In questi anni stiamo assistendo a un grande ricambio generazionale nel corpo docente: insegnanti più giovani possono essere un’occasione per far aumentare l’attenzione all’inclusione? Per la sua esperienza, piuttosto che un gradiente di età, Selmi nota «un gradiente di genere, anche se sicuramente docenti più giovani possono avere avuto esperienze più vicine a persone LGBTQ+. Ma dal mio personale osservatorio sulla scuola sono soprattutto le insegnanti, di ogni età, a essere foriere del cambiamento, forse anche perché le donne sono la maggioranza nel corpo docente.»
Quando la nostra chiacchierata sta per finire, Roberti racconta un ultimo episodio significativo, avvenuto a una presentazione del libro fatta a Cagli, un paesino in provincia di Pesaro Urbino dove ha sede la casa editrice Settenove. «All’incontro c’erano anche il preside della scuola locale e diverse insegnanti, e si era creato un piccolo dibattito, ma quando l’assessora ha chiesto al preside se anche nella sua scuola si stesse facendo qualcosa sul tema omotransfobia, lui ha risposto “da noi queste cose non succedono”. Alcune insegnanti però si sono risentite per questa sua frase, perché vivono l’ambiente classe in maniera ben diversa e si rendono conto che certe dinamiche ci sono eccome… Presentazioni come questa sono fondamentali, e penso che il nostro libro possa essere di grande aiuto proprio in contesti come quello.
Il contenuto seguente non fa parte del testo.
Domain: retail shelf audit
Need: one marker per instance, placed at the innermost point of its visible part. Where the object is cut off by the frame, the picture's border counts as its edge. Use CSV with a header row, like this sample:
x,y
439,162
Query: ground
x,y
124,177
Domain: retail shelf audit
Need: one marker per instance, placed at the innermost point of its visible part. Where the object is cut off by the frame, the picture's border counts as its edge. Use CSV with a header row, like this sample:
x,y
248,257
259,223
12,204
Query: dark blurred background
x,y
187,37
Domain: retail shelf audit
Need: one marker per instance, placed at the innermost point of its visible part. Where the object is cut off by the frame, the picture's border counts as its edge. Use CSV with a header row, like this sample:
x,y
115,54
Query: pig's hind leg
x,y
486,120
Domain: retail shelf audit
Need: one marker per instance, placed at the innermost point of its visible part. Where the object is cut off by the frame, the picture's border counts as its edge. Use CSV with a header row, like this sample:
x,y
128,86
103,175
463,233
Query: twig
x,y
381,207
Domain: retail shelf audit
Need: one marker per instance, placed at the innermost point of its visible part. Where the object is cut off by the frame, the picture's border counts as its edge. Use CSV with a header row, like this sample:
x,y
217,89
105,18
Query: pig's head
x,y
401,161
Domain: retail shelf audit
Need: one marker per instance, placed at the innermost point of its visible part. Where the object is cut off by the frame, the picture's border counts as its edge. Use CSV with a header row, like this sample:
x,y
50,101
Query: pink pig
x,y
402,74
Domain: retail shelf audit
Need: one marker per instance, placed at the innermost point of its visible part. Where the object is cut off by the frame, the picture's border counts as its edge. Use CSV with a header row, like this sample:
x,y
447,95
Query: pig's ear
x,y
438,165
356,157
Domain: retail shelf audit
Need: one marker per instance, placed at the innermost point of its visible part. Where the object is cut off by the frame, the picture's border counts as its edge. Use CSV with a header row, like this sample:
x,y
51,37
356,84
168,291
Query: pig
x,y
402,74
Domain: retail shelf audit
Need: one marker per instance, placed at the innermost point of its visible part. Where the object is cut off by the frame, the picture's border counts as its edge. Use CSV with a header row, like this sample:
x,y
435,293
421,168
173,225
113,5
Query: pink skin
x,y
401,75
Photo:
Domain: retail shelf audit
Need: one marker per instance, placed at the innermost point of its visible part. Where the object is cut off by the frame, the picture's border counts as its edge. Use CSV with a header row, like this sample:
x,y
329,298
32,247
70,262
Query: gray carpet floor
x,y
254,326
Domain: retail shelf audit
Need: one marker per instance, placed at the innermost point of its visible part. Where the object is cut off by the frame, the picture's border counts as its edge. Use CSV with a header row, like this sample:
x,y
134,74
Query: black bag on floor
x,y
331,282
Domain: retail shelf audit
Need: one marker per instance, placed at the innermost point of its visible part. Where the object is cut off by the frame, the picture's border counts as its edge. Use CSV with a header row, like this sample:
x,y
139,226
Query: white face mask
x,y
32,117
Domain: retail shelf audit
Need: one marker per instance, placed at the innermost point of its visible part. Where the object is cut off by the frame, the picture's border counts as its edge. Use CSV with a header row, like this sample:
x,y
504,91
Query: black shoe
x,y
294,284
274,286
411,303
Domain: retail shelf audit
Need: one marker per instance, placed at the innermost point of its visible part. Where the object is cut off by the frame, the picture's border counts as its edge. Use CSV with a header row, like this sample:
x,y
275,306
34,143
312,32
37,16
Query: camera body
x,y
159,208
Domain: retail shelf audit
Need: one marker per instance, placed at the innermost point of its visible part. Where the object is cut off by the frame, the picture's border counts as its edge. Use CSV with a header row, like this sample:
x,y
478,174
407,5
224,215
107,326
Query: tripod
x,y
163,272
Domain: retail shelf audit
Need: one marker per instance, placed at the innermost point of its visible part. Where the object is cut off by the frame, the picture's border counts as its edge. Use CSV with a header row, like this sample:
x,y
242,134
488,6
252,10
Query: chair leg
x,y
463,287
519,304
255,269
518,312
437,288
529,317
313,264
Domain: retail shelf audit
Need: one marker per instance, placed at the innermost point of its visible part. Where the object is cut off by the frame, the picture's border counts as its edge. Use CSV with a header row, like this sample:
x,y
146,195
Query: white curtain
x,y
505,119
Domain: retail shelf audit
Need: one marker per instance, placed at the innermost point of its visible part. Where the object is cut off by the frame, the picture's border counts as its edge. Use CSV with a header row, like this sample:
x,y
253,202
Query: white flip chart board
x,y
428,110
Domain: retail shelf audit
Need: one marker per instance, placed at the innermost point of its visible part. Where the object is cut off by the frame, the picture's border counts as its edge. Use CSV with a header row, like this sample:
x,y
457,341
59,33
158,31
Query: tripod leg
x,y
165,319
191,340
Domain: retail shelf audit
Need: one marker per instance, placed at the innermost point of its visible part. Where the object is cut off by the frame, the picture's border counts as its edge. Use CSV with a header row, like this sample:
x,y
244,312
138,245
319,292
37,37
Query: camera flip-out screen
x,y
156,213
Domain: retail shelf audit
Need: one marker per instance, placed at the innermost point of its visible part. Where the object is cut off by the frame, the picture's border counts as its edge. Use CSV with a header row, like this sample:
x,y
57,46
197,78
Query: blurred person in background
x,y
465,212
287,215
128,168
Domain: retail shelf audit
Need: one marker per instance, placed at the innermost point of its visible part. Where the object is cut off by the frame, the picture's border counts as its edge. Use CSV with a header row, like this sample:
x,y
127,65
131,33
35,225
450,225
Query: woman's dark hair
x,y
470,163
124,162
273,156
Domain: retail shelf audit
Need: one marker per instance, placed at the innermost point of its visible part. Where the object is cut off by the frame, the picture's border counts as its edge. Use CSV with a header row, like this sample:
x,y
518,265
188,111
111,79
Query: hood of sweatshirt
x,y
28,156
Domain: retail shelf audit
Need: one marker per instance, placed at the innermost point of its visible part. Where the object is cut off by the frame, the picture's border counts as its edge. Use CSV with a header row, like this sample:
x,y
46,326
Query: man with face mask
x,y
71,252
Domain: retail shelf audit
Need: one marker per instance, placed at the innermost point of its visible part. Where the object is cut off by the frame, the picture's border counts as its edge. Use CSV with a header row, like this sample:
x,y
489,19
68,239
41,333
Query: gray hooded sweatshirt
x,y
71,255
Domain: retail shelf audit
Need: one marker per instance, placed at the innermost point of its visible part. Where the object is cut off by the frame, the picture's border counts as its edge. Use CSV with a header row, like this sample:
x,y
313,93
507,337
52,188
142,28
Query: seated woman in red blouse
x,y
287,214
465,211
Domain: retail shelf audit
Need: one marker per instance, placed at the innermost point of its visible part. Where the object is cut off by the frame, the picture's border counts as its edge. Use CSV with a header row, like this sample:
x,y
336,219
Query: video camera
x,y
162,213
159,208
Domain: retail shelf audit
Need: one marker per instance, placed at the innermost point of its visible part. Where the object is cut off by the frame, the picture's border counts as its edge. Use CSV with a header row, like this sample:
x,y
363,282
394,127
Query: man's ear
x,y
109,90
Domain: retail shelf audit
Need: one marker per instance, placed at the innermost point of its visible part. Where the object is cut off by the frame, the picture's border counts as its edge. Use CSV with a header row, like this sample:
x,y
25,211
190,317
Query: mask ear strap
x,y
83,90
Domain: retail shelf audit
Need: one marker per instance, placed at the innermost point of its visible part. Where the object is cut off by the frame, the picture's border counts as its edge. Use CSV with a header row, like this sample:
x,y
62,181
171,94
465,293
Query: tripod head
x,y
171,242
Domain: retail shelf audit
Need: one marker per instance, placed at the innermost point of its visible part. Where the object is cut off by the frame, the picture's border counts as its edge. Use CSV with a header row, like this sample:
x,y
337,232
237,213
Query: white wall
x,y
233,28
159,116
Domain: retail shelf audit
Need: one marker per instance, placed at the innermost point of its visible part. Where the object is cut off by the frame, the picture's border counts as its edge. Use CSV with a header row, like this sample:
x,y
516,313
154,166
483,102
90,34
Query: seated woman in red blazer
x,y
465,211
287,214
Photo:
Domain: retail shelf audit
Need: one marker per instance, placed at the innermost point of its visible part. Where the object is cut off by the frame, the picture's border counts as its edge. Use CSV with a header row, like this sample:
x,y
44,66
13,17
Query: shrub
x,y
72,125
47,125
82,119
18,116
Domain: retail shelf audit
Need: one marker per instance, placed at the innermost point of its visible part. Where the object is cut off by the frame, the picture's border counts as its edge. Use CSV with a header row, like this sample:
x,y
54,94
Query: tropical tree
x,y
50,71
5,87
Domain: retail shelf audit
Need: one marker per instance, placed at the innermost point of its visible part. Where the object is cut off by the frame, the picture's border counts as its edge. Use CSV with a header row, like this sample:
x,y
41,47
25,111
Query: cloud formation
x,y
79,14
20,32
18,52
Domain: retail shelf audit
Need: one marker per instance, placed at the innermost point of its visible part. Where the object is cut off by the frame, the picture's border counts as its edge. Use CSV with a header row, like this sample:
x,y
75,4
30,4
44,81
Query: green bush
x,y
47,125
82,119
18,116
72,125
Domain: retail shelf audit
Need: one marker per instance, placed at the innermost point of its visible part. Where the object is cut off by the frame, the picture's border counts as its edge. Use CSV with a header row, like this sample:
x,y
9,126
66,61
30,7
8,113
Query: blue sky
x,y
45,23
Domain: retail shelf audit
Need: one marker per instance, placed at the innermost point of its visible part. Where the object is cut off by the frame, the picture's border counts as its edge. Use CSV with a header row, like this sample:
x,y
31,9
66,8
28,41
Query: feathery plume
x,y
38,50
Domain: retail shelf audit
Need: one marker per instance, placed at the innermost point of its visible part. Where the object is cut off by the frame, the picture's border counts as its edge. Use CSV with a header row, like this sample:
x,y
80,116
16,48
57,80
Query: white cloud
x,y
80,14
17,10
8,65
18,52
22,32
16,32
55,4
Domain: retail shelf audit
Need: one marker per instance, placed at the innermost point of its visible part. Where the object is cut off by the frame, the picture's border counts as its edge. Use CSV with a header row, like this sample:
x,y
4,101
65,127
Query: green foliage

Non mi aspetto che serva a chi già si interessa a questi temi, ma invece sarebbe bellissimo raggiungere le persone che non ne sanno niente o quasi, e anzi pensano che certi problemi da loro non ci siano e non sia necessario fare nulla contro gli stereotipi».
L’augurio che facciamo alle autrici è che questo libro, piccolo ma prezioso e utile, trovi uno spazio nella scuola italiana per aiutare insegnanti e studenti a migliorare l’ambiente educativo per tuttә.